Step 1 Create a folder in lab_share/export/ using your username, date, and approximate request time.

For example:

mkdir lab_share/export/jharvard_260416_1443

Step 2 Create a README.md in your export folder containing:

For data exports:

  • General description of export contents

  • Dataset name

  • Sample size

  • Table-cell description

  • Data dictionary

For code exports:

  • General description of export contents

  • Attestation that you have checked that no paths, data, or identifiers are exposed in the code you are exporting

Step 3 Copy only the files you want reviewed into that folder.

For example:

cp figure1.png lab_share/export/jharvard_260416_1443/

Step 4 Email Emre Kaskin and cc Bob Freeman to request review. Include:

  • Subject line, such as Export Request: NSAPH Lab, {Standard, Urgent}

  • PI name

  • Data Manager name: Emre Kaskin & Bob Freeman

  • DUA, IRB, or project title

  • Deadline, if applicable

  • Name and relative path of the export folder

  • A brief description of the files being exported

Step 5 Wait for approval. One of the Data Managers will review the files and reply with an explicit approval stating that the files do not contain sensitive, regulated, or identifying information and comply with applicable DUA sanitization or de-identification requirements.

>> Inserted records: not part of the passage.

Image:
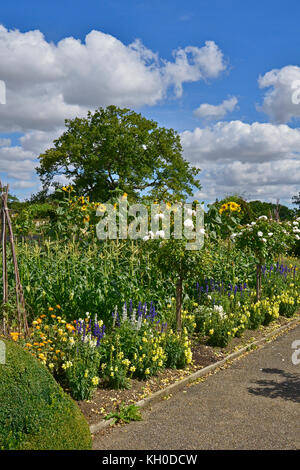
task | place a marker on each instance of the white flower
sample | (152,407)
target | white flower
(188,223)
(191,212)
(160,233)
(158,216)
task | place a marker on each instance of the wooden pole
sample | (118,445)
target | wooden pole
(21,311)
(4,258)
(178,303)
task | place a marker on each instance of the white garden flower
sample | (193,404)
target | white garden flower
(188,223)
(158,216)
(160,233)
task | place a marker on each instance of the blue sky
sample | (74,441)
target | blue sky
(247,53)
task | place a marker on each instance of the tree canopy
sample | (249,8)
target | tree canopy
(117,150)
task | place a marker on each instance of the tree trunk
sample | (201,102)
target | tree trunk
(178,303)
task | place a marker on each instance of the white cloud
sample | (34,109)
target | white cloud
(193,64)
(47,83)
(210,111)
(259,160)
(239,141)
(282,99)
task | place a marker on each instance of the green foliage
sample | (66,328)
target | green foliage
(117,149)
(125,414)
(35,413)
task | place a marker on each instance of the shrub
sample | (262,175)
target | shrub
(35,413)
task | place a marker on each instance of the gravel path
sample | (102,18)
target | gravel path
(253,404)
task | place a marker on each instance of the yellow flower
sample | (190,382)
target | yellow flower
(95,380)
(15,336)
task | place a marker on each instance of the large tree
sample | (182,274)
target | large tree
(115,150)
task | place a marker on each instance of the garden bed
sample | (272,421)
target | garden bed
(106,400)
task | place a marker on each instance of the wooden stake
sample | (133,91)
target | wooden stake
(21,311)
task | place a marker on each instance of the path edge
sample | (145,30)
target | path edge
(94,428)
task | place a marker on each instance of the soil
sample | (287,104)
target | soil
(106,400)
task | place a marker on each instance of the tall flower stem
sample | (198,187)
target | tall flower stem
(178,302)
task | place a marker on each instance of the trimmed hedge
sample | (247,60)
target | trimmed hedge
(35,413)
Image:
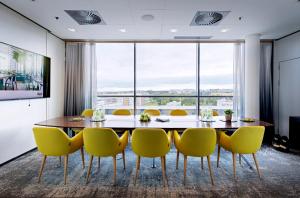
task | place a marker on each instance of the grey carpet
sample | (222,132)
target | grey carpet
(280,177)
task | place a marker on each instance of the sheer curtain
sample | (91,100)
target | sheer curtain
(239,79)
(80,77)
(266,92)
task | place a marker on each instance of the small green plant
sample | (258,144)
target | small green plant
(228,112)
(145,117)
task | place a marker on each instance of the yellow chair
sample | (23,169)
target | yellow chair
(55,142)
(151,143)
(124,112)
(197,142)
(215,113)
(245,140)
(152,112)
(88,113)
(178,112)
(104,142)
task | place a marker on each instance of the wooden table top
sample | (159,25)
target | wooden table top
(132,122)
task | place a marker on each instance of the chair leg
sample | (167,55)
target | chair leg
(82,156)
(123,155)
(42,167)
(233,160)
(89,168)
(137,168)
(162,159)
(210,171)
(184,168)
(66,168)
(177,159)
(115,168)
(256,164)
(99,162)
(218,159)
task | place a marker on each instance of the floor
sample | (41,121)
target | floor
(281,177)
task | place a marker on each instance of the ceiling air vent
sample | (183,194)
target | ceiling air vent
(86,17)
(192,37)
(208,17)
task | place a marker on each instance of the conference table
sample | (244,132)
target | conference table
(121,123)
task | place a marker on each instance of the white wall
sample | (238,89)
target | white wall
(17,117)
(285,50)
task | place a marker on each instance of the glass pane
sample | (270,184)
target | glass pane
(218,104)
(115,68)
(112,103)
(165,104)
(166,68)
(216,69)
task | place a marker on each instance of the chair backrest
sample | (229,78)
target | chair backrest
(121,112)
(246,140)
(51,141)
(198,141)
(101,141)
(87,113)
(152,112)
(150,142)
(178,112)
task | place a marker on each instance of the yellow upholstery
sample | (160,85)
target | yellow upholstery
(152,112)
(121,112)
(149,142)
(104,142)
(196,142)
(178,112)
(245,140)
(87,113)
(55,142)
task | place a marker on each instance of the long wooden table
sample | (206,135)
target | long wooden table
(132,122)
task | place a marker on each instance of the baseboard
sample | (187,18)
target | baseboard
(17,157)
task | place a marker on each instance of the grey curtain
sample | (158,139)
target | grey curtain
(266,90)
(79,77)
(239,79)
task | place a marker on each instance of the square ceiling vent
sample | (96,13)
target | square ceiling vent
(86,17)
(204,18)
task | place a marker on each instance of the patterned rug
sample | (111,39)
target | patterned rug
(280,177)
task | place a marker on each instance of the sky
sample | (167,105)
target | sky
(164,66)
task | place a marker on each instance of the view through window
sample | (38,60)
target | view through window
(165,76)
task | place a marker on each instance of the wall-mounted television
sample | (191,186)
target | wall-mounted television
(23,74)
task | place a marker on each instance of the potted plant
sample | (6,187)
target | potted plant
(145,117)
(228,115)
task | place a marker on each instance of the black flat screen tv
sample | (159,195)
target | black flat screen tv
(23,74)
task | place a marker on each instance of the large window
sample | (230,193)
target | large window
(165,76)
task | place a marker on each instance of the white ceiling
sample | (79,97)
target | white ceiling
(271,18)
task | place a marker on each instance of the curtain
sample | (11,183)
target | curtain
(239,79)
(266,92)
(80,78)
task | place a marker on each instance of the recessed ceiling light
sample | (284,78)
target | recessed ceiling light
(71,29)
(225,30)
(122,30)
(173,30)
(148,17)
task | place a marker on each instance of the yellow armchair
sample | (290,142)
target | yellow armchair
(55,142)
(123,112)
(178,112)
(149,142)
(245,140)
(196,142)
(152,112)
(104,142)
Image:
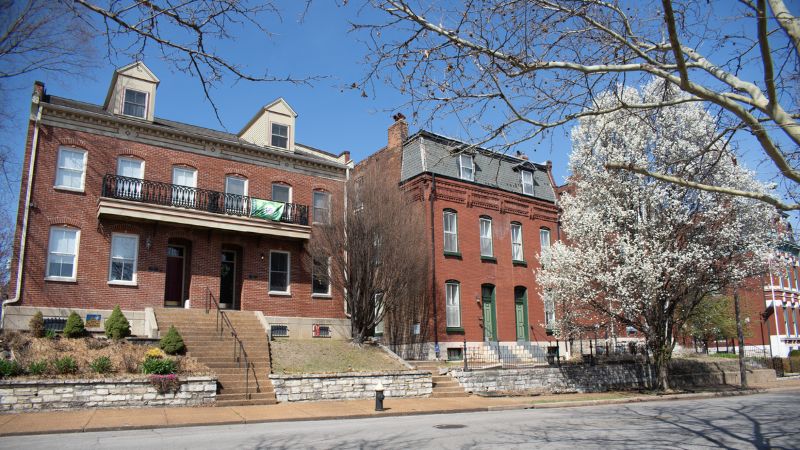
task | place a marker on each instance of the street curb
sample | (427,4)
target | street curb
(521,406)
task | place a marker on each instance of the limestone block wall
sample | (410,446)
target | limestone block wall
(55,394)
(349,386)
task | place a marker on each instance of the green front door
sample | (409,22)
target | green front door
(489,314)
(521,310)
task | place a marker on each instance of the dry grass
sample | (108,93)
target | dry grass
(126,358)
(328,356)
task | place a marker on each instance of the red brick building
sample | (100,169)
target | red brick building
(119,207)
(489,215)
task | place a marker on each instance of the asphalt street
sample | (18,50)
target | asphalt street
(752,421)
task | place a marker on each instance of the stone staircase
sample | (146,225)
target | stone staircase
(443,385)
(203,342)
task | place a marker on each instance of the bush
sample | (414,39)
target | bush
(74,327)
(102,365)
(65,365)
(9,368)
(172,342)
(36,325)
(37,367)
(117,326)
(158,366)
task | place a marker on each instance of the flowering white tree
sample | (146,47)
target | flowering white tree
(642,251)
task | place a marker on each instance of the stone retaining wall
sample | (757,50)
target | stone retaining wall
(54,394)
(349,386)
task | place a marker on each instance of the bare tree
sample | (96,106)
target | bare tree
(515,69)
(377,256)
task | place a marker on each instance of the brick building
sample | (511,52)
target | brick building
(489,215)
(120,207)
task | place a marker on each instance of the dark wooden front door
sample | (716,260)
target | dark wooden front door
(173,286)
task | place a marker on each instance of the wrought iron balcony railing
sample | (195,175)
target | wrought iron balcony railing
(165,194)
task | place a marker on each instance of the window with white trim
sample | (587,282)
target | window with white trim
(453,304)
(321,277)
(516,241)
(71,169)
(527,182)
(450,231)
(322,207)
(486,237)
(280,135)
(279,272)
(124,253)
(466,167)
(62,253)
(132,169)
(135,104)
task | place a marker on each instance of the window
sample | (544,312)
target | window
(278,272)
(516,242)
(71,170)
(235,193)
(549,311)
(453,300)
(322,206)
(281,193)
(320,277)
(280,135)
(135,103)
(486,237)
(183,196)
(124,250)
(450,231)
(527,182)
(466,167)
(62,253)
(129,187)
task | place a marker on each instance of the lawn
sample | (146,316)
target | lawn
(328,356)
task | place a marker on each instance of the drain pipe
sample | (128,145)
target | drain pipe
(36,100)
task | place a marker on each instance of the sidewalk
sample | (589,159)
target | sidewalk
(139,418)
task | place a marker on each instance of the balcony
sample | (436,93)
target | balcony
(132,198)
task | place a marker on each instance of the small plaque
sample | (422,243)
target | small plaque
(93,320)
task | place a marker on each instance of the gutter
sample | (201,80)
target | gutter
(36,100)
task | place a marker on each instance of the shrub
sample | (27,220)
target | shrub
(165,383)
(65,365)
(37,367)
(158,366)
(101,364)
(172,342)
(74,327)
(117,326)
(36,325)
(9,368)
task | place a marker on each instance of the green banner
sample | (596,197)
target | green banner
(265,209)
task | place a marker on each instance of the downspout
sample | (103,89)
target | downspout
(26,214)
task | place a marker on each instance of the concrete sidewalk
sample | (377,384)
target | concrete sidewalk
(141,418)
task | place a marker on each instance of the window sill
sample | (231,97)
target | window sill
(61,279)
(68,189)
(122,283)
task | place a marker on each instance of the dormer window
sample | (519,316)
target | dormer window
(280,135)
(466,167)
(135,104)
(527,182)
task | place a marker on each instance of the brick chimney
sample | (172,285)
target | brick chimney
(398,132)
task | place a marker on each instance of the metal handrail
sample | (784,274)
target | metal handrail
(239,352)
(166,194)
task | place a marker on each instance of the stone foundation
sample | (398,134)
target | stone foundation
(54,394)
(350,386)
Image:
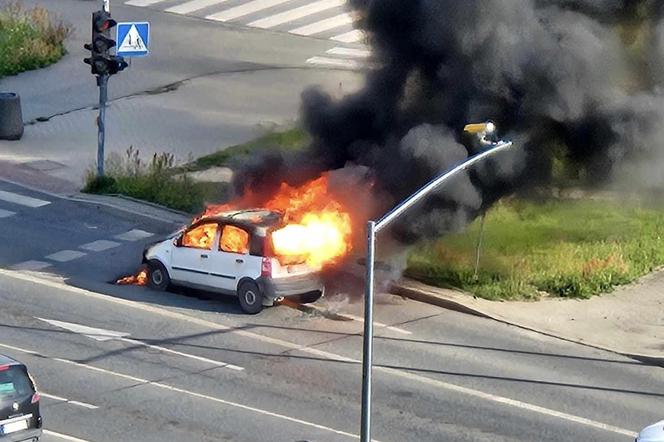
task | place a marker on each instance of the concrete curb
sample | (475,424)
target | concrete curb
(463,303)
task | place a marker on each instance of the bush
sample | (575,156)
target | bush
(29,39)
(567,248)
(154,181)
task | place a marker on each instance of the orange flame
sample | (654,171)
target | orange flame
(317,228)
(140,278)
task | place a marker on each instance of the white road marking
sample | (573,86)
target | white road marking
(63,436)
(378,324)
(31,265)
(186,355)
(245,9)
(336,62)
(349,37)
(22,200)
(325,25)
(349,52)
(313,351)
(186,392)
(99,246)
(193,5)
(142,2)
(102,335)
(62,399)
(6,213)
(296,13)
(133,235)
(65,255)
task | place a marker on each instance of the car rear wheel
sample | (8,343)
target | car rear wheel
(251,298)
(158,275)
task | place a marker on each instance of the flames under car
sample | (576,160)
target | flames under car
(233,253)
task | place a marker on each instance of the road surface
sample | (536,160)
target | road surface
(126,363)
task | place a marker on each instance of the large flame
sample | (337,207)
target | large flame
(317,229)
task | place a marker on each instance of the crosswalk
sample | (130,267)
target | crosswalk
(325,19)
(17,204)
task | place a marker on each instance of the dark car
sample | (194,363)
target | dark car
(20,419)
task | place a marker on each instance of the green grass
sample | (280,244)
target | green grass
(155,182)
(568,248)
(29,38)
(289,140)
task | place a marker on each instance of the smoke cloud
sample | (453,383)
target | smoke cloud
(574,79)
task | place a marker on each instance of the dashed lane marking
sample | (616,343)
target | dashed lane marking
(99,246)
(22,200)
(185,392)
(321,353)
(68,401)
(133,235)
(63,436)
(30,266)
(66,255)
(379,324)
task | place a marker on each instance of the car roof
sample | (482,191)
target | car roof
(6,360)
(248,217)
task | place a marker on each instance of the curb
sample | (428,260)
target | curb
(457,303)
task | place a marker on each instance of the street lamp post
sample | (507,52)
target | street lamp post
(373,228)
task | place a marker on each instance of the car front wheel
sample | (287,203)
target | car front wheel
(251,299)
(158,275)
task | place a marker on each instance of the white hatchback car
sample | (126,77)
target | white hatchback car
(231,253)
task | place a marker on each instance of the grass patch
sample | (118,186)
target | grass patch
(567,248)
(29,38)
(155,182)
(293,139)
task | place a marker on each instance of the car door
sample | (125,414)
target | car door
(228,262)
(190,262)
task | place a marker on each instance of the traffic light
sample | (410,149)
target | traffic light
(101,61)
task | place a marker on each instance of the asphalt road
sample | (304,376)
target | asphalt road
(190,366)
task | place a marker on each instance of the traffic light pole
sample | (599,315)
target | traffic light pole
(102,82)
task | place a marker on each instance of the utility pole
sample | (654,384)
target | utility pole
(482,130)
(102,64)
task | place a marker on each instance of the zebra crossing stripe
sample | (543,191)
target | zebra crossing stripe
(245,9)
(325,25)
(296,13)
(193,5)
(349,37)
(336,62)
(349,52)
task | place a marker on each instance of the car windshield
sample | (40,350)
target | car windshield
(14,383)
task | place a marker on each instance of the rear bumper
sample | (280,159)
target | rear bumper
(292,286)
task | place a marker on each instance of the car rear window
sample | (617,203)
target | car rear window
(14,382)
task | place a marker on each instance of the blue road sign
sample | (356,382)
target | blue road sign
(132,39)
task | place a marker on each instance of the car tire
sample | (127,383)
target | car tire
(251,298)
(158,277)
(310,297)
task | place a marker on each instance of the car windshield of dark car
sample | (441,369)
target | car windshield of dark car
(14,383)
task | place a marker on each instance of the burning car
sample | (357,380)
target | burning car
(233,252)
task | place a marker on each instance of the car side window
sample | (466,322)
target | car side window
(201,237)
(234,240)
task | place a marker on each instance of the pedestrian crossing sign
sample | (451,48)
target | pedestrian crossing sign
(132,39)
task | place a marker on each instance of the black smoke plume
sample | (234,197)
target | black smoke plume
(572,79)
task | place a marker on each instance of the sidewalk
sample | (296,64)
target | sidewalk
(629,321)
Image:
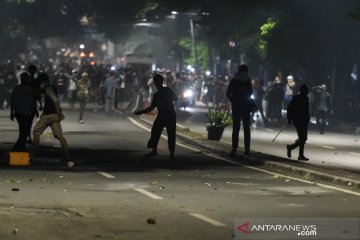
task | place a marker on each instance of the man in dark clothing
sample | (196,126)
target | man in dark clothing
(23,108)
(298,113)
(163,101)
(51,116)
(239,93)
(34,84)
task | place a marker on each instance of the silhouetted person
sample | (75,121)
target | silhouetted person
(239,93)
(163,101)
(51,117)
(298,113)
(258,98)
(34,84)
(83,94)
(23,108)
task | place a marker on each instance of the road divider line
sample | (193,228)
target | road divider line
(107,175)
(269,130)
(147,193)
(258,169)
(207,220)
(328,147)
(181,126)
(357,154)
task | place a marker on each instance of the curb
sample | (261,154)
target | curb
(272,162)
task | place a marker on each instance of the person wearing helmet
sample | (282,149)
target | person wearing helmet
(83,94)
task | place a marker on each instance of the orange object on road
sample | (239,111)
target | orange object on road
(19,158)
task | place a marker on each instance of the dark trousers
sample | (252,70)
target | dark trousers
(301,129)
(158,126)
(261,111)
(25,123)
(239,116)
(321,120)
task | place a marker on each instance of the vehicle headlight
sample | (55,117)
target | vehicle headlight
(188,93)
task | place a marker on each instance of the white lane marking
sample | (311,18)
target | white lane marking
(269,130)
(207,219)
(328,147)
(181,126)
(357,154)
(149,194)
(259,169)
(106,175)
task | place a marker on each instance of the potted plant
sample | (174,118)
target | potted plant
(217,121)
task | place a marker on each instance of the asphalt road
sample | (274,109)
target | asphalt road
(113,193)
(333,149)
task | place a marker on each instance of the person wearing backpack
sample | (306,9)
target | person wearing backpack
(239,93)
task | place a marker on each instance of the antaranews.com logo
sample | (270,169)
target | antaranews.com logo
(298,229)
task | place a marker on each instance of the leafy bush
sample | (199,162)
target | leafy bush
(218,118)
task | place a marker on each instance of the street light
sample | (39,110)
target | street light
(193,38)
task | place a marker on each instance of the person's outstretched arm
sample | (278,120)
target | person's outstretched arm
(146,110)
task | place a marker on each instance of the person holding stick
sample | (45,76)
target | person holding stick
(298,113)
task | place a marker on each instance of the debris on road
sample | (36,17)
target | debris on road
(151,221)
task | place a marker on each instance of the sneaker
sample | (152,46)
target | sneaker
(303,158)
(70,164)
(288,148)
(233,153)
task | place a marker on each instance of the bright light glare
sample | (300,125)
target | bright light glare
(188,93)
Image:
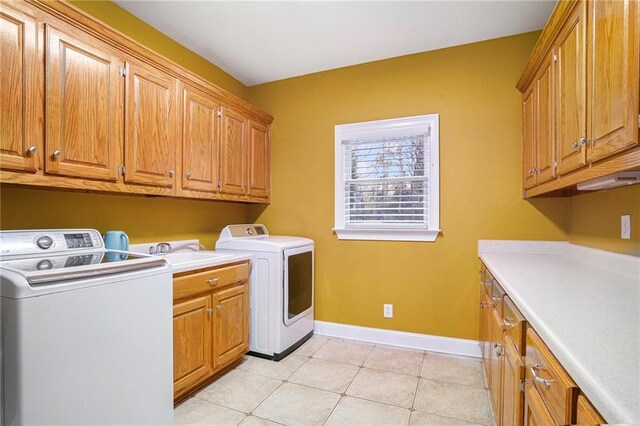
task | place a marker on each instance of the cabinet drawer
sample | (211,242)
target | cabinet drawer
(587,414)
(514,324)
(200,282)
(554,385)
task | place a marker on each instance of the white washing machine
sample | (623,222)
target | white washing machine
(282,283)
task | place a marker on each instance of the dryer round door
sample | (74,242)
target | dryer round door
(298,283)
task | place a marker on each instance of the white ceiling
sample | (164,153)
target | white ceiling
(262,41)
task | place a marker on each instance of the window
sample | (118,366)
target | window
(387,181)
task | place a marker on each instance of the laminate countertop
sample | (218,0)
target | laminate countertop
(584,303)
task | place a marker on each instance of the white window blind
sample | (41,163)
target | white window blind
(386,182)
(387,179)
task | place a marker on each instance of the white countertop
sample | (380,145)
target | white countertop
(584,303)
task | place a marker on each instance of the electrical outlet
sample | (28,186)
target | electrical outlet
(625,226)
(388,311)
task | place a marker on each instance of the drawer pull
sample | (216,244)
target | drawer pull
(506,322)
(534,373)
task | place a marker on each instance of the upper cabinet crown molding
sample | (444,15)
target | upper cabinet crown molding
(583,77)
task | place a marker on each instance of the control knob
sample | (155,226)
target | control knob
(44,242)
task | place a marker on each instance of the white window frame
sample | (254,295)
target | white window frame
(389,128)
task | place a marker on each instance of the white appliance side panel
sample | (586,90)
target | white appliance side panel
(100,355)
(259,332)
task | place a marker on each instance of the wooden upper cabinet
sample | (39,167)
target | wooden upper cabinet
(545,132)
(571,111)
(231,324)
(200,140)
(233,155)
(83,106)
(259,160)
(192,337)
(150,126)
(19,138)
(614,44)
(529,149)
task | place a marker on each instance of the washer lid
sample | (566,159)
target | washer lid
(249,237)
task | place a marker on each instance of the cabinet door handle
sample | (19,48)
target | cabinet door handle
(212,281)
(507,322)
(534,374)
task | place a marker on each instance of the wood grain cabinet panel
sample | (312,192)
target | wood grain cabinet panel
(83,106)
(150,126)
(200,140)
(535,412)
(233,153)
(19,139)
(259,160)
(231,327)
(571,113)
(529,140)
(614,45)
(544,121)
(192,337)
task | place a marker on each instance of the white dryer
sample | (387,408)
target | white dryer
(281,287)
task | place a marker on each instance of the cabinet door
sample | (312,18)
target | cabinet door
(200,141)
(150,125)
(545,134)
(529,139)
(535,412)
(192,334)
(571,92)
(83,106)
(496,365)
(233,155)
(231,327)
(18,90)
(259,160)
(513,376)
(614,44)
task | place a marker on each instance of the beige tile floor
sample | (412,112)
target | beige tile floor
(330,381)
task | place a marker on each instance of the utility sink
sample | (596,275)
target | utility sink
(188,260)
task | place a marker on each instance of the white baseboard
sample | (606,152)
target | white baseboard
(448,345)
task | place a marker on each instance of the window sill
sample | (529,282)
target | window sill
(429,235)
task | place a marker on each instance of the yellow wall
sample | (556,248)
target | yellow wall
(595,219)
(433,286)
(118,18)
(142,218)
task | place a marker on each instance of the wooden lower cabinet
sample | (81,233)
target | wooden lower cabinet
(526,383)
(210,325)
(192,336)
(512,382)
(535,412)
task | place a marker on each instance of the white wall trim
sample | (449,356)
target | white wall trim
(448,345)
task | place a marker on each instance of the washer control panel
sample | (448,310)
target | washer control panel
(26,243)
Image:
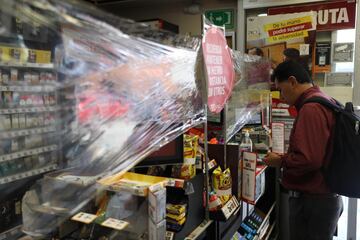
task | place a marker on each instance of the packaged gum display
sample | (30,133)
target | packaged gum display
(222,184)
(28,163)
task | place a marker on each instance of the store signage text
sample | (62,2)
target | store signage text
(222,17)
(288,29)
(330,15)
(219,67)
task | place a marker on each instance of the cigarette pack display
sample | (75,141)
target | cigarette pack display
(43,77)
(29,120)
(5,122)
(53,157)
(27,77)
(22,120)
(5,168)
(32,56)
(5,78)
(35,78)
(42,160)
(7,99)
(6,146)
(16,98)
(28,163)
(14,145)
(46,99)
(15,121)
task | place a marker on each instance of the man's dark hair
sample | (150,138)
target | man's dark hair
(291,68)
(292,53)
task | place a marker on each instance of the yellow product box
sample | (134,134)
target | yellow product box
(13,54)
(43,56)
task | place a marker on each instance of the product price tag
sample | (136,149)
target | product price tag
(230,207)
(169,235)
(212,164)
(115,224)
(84,217)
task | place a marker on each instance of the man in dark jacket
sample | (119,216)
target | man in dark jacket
(314,210)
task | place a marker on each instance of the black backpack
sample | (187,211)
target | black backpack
(342,174)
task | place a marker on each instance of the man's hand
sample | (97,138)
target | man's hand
(272,160)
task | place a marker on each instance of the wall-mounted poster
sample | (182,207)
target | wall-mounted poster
(322,57)
(273,34)
(343,52)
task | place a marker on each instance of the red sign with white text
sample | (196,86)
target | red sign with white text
(332,15)
(220,69)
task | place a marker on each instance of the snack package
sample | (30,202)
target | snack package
(222,184)
(188,169)
(176,222)
(175,217)
(175,208)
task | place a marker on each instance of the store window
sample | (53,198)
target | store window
(345,36)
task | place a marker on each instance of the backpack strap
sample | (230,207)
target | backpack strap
(336,107)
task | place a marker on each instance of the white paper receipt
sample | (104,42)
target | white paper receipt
(115,224)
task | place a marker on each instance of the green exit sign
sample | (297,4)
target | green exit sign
(221,17)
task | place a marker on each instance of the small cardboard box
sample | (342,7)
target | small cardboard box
(157,203)
(157,231)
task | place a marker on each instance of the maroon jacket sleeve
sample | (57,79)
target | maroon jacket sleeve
(308,142)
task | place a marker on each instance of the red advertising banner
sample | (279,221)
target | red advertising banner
(220,68)
(332,15)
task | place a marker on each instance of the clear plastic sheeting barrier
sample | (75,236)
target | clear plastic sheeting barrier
(122,91)
(250,99)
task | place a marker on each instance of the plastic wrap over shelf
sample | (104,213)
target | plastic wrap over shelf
(250,99)
(133,90)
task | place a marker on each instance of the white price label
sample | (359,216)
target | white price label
(115,224)
(169,235)
(84,217)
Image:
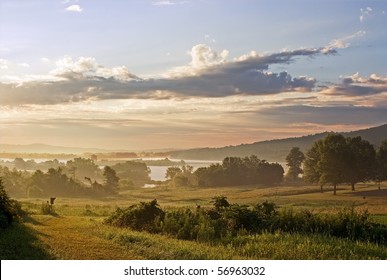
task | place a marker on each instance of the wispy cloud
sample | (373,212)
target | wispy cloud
(356,85)
(365,13)
(168,3)
(343,43)
(74,8)
(3,64)
(25,65)
(208,75)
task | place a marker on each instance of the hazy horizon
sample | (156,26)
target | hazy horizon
(156,74)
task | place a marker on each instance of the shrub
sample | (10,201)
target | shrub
(141,216)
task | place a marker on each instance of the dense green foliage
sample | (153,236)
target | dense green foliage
(226,220)
(135,173)
(276,150)
(142,216)
(294,161)
(338,160)
(240,171)
(10,210)
(7,213)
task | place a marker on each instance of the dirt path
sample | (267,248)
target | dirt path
(76,238)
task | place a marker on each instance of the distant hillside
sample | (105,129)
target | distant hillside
(46,149)
(276,150)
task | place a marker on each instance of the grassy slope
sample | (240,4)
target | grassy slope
(78,233)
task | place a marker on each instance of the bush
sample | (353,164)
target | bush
(227,220)
(142,216)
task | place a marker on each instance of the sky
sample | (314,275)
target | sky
(158,74)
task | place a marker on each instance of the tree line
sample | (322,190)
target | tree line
(233,171)
(77,177)
(337,160)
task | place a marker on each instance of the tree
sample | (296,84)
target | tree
(311,170)
(7,213)
(172,172)
(111,179)
(294,161)
(327,161)
(381,163)
(361,161)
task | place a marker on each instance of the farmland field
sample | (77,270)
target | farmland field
(77,231)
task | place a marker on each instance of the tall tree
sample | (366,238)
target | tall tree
(327,161)
(294,161)
(381,163)
(361,161)
(312,172)
(111,179)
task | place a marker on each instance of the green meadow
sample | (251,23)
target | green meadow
(76,229)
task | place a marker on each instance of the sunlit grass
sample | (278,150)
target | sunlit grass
(76,230)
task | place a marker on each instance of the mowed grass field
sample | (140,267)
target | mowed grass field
(77,231)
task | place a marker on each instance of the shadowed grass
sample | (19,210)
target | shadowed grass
(21,242)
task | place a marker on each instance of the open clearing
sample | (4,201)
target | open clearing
(77,230)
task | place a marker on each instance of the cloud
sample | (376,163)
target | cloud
(74,8)
(88,68)
(168,3)
(356,85)
(45,60)
(343,43)
(209,74)
(324,115)
(3,64)
(25,65)
(365,13)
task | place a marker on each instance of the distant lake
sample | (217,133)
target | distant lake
(158,172)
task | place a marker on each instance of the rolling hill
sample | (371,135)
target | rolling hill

Step 6 Forward the approved email thread to regulated_data_environment@harvard.edu, cc’ing Emre Kaskin and Bob Freeman.

After submitting the request, you will receive an automated ServiceNow ticket. Avoid replying separately to the ticket unless the ReD team asks for more information, since extra replies may create duplicate tickets.

Step 7 Wait for the ReD team to review and scan the files. If approved, the ReD team will move the files to the Globus export folder and respond through the ticket with next steps. If there is a problem with the contents of the export, review the recommendations and re-export your data. If repeating this process, you may use the same ticket for communications.

Step 8 Download the approved files from Globus. See the Globus user guide at ReD Sharepoint site > Documents > ReD-File Transfers with Globus

Step 9 After download, delete the export copies from both the ReD export folder and the Globus export folder.